Sheikh Hasina, de la tête du Bangladesh à la condamnation à mort

Après la dictature militaire, elle a incarné l'espoir d'une transition démocratique au Bangladesh. Chassée du pouvoir par la rue en août 2024, l'ex-Première ministre en exil Sheikh Hasina a été condamnée à mort lundi, reconnue coupable de crimes contre l'humanité.

Au terme de cinq mois de procès en son absence, la justice bangladaise a reconnu la "bégum de fer" coupable d'avoir ordonné la répression des émeutes qui ont précipité la fin de son règne (2009-2024).

Selon l'ONU, ces violences ont causé plus de 1.400 morts, pour l'essentiel des manifestants.

Pendant plusieurs mois, de nombreux témoins se sont succédé à la barre du tribunal pour accuser l'ancienne cheffe du gouvernement, 78 ans, d'avoir ordonné à la police de tirer sur la foule.

Mme Hasina constituait "le noyau autour duquel tournait tous les crimes commis pendant la révolte des mois de juillet et août (2024)", a résumé le procureur Tajul Islam en réclamant son exécution.

Dans un entretien accordé le mois dernier à l'AFP depuis son exil indien, l'ancienne dirigeante a rejeté les charges "infondées" retenues contre elle. Elle a dénoncé lundi le verdict "motivé politiquement" rendu par le tribunal.

Tout comme elle a toujours réfuté la responsabilité de la longue liste des violations des droits humains - meurtres extrajudiciaires, enlèvements, tortures - et de multiples atteintes aux libertés que lui reprochent ses adversaires politiques.

- Coups d'Etat -

Fille aînée de Sheikh Mujibur Rahman, le père fondateur du Bangladesh qui a pris son indépendance du Pakistan en 1971, elle était au pouvoir depuis 2009, après un premier mandat entre 1996 et 2001.

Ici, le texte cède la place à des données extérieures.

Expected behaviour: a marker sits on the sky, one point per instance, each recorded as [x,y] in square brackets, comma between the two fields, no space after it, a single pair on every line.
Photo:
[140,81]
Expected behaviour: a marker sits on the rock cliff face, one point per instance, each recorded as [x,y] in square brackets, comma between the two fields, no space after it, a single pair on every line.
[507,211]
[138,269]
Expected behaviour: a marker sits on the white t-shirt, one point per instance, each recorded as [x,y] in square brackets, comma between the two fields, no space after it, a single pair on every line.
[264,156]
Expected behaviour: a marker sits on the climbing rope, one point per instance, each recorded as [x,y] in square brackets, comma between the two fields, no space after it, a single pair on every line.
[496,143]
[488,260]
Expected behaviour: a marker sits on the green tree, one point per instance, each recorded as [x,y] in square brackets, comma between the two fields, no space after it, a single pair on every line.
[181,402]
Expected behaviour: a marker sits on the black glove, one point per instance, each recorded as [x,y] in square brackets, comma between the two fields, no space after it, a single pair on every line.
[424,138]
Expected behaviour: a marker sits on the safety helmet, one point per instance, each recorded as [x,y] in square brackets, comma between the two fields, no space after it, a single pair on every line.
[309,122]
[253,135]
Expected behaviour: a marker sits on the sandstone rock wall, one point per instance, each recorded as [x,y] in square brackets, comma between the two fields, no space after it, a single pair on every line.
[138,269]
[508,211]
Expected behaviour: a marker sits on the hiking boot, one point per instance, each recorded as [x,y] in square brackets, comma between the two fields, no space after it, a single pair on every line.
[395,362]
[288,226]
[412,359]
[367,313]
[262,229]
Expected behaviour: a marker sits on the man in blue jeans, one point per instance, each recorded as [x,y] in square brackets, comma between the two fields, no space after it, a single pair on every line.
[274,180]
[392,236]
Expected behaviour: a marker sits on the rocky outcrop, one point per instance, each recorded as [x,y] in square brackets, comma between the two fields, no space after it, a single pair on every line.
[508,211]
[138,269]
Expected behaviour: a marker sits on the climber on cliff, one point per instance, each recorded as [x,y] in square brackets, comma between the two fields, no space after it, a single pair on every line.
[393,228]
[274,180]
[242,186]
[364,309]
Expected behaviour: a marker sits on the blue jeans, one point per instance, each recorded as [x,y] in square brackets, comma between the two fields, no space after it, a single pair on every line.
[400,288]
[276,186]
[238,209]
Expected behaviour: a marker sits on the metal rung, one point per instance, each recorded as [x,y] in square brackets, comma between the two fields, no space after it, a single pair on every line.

Sous sa direction, le pays à majorité musulmane de 170 millions d'habitants, naguère l'un des plus pauvres de la planète, a accompli un bond en avant économique, notamment grâce à son industrie textile à bas coûts.

Avec une croissance annuelle de plus de 6% en moyenne depuis 2009, le Bangladesh a dépassé l'Inde voisine en revenu par habitant en 2021, malgré la persistance de fortes inégalités.

Réélue sans véritable opposition début 2024, elle avait promis faire du Bangladesh "un pays développé et prospère". Mais des millions de jeunes Bangladais sont restés au bord de la route, privés d'emplois.

L'histoire personnelle de Sheikh Hasina, née en 1947, est indissociable de celle de son pays.

En 1975, elle a 27 ans et se trouve à l'étranger quand son père, sa mère et ses trois frères sont assassinés à Dacca lors d'un coup d'Etat militaire.

Elle revient d'exil en Inde en 1981 pour prendre les rênes de l'Awami League, le parti fondé par son père. Les autorités lui imposent de fréquentes périodes d'assignation à résidence.

Elle s'allie alors à Khaleda Zia, cheffe du Parti nationaliste du Bangladesh (BNP) depuis le meurtre de son mari et président du pays Ziaur Rahman, tué en 1981 lors d'un autre coup d'Etat militaire.

- Répressions -

Unies contre la dictature militaire, les deux femmes et leurs partis entrent dans une féroce rivalité au retour de la démocratie en 1991.

Khaleda Zia est alors élue Première ministre, mais Sheikh Hasina lui succède pour un premier mandat à la tête du pays en 1996. Elle doit à nouveau s'incliner face à elle en 2001.

Les rivales sont finalement toutes deux emprisonnées pour "corruption" en 2007, lors d'un nouveau coup de force orchestré par l'armée. Elles bénéficient d'un non-lieu et l'année suivante Sheikh Hasina remporte largement les législatives.

Sous son règne, en 2018, sa rivale est condamnée à dix-sept ans de prison pour corruption. Comme elle, nombre de ses adversaires politiques sont visés par la répression.

Cinq dirigeants islamistes et une figure de l'opposition ont été exécutés sous son mandat pour des crimes commis remontant à la brutale guerre de libération du pays en 1971. D'autres sont emprisonnés, séquestrés voire exécutés, l'accusent opposition et ONG.

Sheikh Hasina a toujours contesté ces allégations. "En quinze ans, j'ai construit ce pays", déclarait-elle à des journalistes un mois avant sa chute. Lundi encore, elle a répété qu'elle était "très fière" de son bilan.